Retour sur une journée ubuesque de débats parlementaires

Tout le monde s’agite depuis quelques jours pour mettre en application les nouvelles exigences relatives au passe sanitaire, mais il importe tout de même de rappeler que le projet de loi, adopté lundi en conseil des ministres, n’est toujours pas voté.

Les premiers débats à l’Assemblée nationale se sont déroulés mercredi 21 juillet, et le moins que l’on puisse dire, c’est qu’ils ont été particulièrement houleux.

Sur TF1, Jean Castex est intervenu au journal télévisé, en se décrédibilisant copieusement : même BFM a été forcé de le reconnaître.
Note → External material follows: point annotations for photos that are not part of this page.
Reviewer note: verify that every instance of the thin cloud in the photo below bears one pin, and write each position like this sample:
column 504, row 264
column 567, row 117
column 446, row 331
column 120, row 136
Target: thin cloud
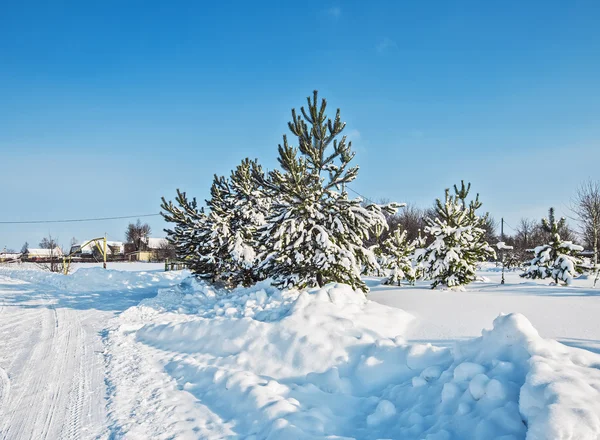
column 385, row 45
column 335, row 12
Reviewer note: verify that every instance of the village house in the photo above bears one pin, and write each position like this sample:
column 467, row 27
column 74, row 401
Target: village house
column 42, row 254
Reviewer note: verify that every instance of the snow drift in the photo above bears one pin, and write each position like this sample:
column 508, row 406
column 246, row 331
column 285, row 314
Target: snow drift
column 261, row 363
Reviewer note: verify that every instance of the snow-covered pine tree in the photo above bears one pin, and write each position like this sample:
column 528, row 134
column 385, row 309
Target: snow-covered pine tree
column 457, row 241
column 220, row 244
column 558, row 259
column 398, row 255
column 250, row 209
column 315, row 232
column 190, row 234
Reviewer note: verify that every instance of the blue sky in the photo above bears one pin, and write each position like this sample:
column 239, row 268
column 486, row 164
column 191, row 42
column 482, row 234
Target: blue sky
column 107, row 106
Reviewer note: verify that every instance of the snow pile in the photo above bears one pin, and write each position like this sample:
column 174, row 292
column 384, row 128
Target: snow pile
column 261, row 363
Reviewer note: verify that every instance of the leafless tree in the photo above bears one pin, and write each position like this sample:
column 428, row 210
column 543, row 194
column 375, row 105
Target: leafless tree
column 55, row 261
column 137, row 233
column 529, row 234
column 412, row 220
column 48, row 243
column 490, row 226
column 586, row 205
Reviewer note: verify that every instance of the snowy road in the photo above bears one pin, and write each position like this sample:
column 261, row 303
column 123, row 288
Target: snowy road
column 52, row 366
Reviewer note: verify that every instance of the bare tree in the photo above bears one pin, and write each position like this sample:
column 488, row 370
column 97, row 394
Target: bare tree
column 48, row 243
column 490, row 226
column 412, row 220
column 528, row 235
column 165, row 251
column 586, row 205
column 137, row 233
column 55, row 261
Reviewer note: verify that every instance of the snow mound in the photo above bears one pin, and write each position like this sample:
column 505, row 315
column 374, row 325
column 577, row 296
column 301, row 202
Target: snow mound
column 261, row 363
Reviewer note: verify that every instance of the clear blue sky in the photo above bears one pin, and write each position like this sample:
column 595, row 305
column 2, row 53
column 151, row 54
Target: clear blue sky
column 106, row 106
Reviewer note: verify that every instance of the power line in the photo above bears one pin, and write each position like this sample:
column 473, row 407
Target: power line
column 29, row 222
column 359, row 194
column 509, row 226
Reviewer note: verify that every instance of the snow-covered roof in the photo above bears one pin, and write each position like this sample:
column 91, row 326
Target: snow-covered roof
column 89, row 248
column 9, row 255
column 156, row 243
column 44, row 252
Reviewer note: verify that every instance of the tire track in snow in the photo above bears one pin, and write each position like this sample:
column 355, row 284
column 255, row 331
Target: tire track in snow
column 49, row 359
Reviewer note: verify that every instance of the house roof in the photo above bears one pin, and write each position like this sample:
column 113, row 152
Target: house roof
column 44, row 252
column 89, row 248
column 156, row 243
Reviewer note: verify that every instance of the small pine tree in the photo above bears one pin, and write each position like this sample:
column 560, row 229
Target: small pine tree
column 220, row 244
column 558, row 259
column 315, row 233
column 398, row 259
column 190, row 234
column 457, row 237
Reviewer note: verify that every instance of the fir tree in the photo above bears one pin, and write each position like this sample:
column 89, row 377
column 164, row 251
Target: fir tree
column 315, row 232
column 220, row 244
column 398, row 258
column 457, row 237
column 558, row 259
column 190, row 234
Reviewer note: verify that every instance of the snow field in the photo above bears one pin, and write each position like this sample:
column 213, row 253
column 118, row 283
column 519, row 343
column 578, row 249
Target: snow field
column 260, row 363
column 52, row 363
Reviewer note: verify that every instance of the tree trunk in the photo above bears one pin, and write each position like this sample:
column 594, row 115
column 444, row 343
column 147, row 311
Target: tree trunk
column 320, row 279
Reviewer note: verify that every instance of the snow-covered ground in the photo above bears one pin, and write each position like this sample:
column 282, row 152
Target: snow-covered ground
column 113, row 354
column 569, row 314
column 52, row 362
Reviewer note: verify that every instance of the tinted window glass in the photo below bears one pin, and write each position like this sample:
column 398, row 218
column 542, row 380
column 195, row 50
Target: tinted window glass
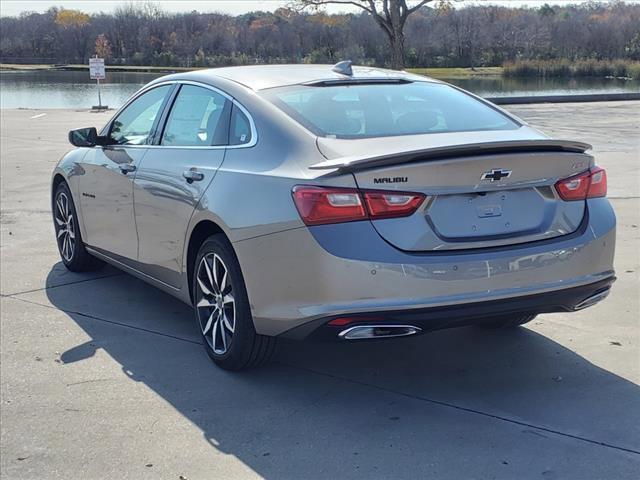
column 358, row 111
column 199, row 117
column 240, row 131
column 133, row 126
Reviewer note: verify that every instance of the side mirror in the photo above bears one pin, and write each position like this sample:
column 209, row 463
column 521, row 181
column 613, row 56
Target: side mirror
column 85, row 137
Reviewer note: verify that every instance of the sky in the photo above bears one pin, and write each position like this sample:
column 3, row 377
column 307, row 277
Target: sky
column 232, row 7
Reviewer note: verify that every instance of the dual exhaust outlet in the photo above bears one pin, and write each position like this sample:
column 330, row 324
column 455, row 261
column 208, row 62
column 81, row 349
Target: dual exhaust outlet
column 360, row 332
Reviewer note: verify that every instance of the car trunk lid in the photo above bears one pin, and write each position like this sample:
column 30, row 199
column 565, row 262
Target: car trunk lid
column 479, row 193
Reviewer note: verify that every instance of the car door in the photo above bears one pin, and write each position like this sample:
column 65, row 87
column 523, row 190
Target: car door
column 175, row 173
column 106, row 185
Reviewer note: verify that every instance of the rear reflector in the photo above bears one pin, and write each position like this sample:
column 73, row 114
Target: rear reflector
column 589, row 184
column 323, row 205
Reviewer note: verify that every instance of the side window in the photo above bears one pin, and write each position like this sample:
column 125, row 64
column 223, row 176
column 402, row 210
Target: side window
column 199, row 117
column 240, row 131
column 135, row 123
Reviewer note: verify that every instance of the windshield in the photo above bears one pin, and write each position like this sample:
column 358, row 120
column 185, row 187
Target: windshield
column 378, row 110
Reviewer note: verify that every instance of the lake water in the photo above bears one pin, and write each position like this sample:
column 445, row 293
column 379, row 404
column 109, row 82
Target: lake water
column 66, row 89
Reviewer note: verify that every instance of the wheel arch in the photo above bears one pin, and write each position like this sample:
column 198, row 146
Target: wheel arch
column 202, row 230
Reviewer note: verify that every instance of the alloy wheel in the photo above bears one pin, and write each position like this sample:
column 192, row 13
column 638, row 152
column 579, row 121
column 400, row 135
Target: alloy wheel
column 215, row 304
column 65, row 224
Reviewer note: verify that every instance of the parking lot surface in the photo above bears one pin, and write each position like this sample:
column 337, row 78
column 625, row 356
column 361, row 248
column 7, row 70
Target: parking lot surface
column 103, row 376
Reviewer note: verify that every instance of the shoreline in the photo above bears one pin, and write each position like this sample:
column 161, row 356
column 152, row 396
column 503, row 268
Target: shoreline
column 436, row 72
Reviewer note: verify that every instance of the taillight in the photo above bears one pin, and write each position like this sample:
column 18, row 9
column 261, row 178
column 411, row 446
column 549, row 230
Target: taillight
column 391, row 204
column 589, row 184
column 323, row 205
En brandissant le chiffre de 96 % de non-vaccinés parmi les dernières contaminations, il a non seulement utilisé des chiffres datant d’il y a presque un mois, mais il a aussi asséné une lapalissade : ce sont les non-vaccinés qui, par définition, vont se faire tester en masse, donc font mathématiquement grimper le chiffre des contaminations. C’est un peu comme si l’on nous expliquait que 96 % des gens en prison sont des criminels.

Dans l’enceinte parlementaire, les choses ne se sont pas passées aussi facilement que l’exécutif l’aurait souhaité. Scandale : les députés font leur travail… et prolongent de ce fait les débats. Inadmissible en démocratie, n’est-il pas vrai ? Olivier Véran s’indigne, et se faisant perd toute dignité, en vitupérant sur ces discussions pendant que le virus « se sert une petite bière ». Il s’oublie, parle de « moutons », de Français qui « vocifèrent » avec un mépris rare. Excusez-nous, Monsieur le Ministre, de faire fonctionner les institutions. Un millier d’amendements ont été déposés, et une centaine seulement a pu être examinée dans la soirée de mercredi, obligeant les débats à reprendre sur la journée du jeudi. La navette avec le Sénat attendra encore un peu. .

Toutes les propositions, venues de tous les bords politiques, visant à encadre la durée de l’urgence sanitaire, ou à prendre un nouveau rendez-vous avec le Parlement pour réévaluer les conditions d’utilisation du passe au regard des évolutions de l’épidémie, ont été rejetées. Il est manifeste que le gouvernement entend s’installer dans l’exceptionnel ; en matière de restrictions des libertés, il n’y a malheureusement jamais de retours en arrière. Un amendement hallucinant a été voté, qui propose de se passer du consentement des deux parents dans le cas de la vaccination des mineurs. Cela valait bien la peine de se battre, pendant des décennies, pour obtenir la reconnaissance de l’autorité parentale partagée entre les deux parents. Un sujet très sensible, d’autant que la vaccination des enfants est l’un des sujets de préoccupation majeure des Français. L’obligation du passe sanitaire pour les mineurs de 12 à 17 ans a été repoussée à la fin septembre, preuve du malaise qui entoure cette question.

Le Défenseur des droits, d’une manière attendue, a attiré l’attention sur dix sérieux points de vigilance. La CNIL, à son tour, prend date pour l’avenir et met, quoique timidement, en garde les pouvoirs publics sur les dérives contenues dans le texte. Las, ne nous faisons pas d’illusion : le texte finira bien par passer, soutenu par la majorité des députés LREM flanqués de tous ceux que le covid terrorise et oblige à mettre leur cerveau de côté dans une glacière au frais. Mais cela ne sera évidemment pas sans dommages. La mobilisation de samedi 24 juillet s’annonce particulièrement active dans toute la France. Nombreux sont les Français qui ont désormais bien intériorisé le fait que la politique menée par des élus émanant de structures ultra-minoritaires n’était pas au service du bien commun : il faut donc explorer avec énergie d’autres voies.